Touristen können sein ehemaliges Domizil im Herzen der Hotelanlage mieten. Als "Casa Tarzan" wird es angeboten. Die kleine Villa hat keine Fenster, so dass die Windböen des Pazifiks stets für eine frische Brise sorgen. Zum Schutz vor lästigen Moskitos wurden immerhin Fliegengitter in die Fenster- und Türöffnungen eingesetzt. Laut Preistafel an der Rezeption kostet eine Nacht in dem schmucken Rundbau 3000 mexikanische Pesos (etwa 180 Euro). Aber dieser Preis ist verhandelbar, denn viele Touristen verirren sich nicht mehr nach Acapulco.
An der Geschichte des Hotels "Los Flamingos" lässt sich der Niedergang Acapulcos nachvollziehen. Denn wie die Stadt hat es den Absprung in die Moderne verpasst. Wer auf WiFi angewiesen ist, wird sich im "Flamingos" schwertun, gerade einmal zwei Zimmer in unmittelbarer Nähe zur Rezeption bieten solch einen Internetzugang. Klobige Klimaanlagen kämpfen unüberhörbar gegen die Hitze, alte Röhrenfernseher mit dem Empfang der analogen TV-Signale. Für eine oder zwei Nächte hat das durchaus Charme, danach aber wird es für die Gäste mühsam.

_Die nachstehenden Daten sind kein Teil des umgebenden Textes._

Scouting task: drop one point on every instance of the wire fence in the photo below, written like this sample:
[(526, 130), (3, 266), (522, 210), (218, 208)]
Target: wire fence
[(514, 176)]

Wer hier übernachtet, will abtauchen in die eigene Vorstellungskraft und in Erinnerungen an ruhmreiche Zeiten schwelgen. Immerhin haben an dieser Stelle Hollywoods ganz große Stars ihre rauschenden Partys gefeiert. Die vielen Fotos an der Wand, die davon zeugen, sind allerdings schon ein halbes Jahrhundert alt. Der Gartenzaun des Weissmüller-Anwesens galt als Grenze für "gewöhnliche" Hotelgäste. Dahinter senkte sich der Mantel der Verschwiegenheit über die Dinge, die in der kleinen, aber feinen Villa vor sich gingen.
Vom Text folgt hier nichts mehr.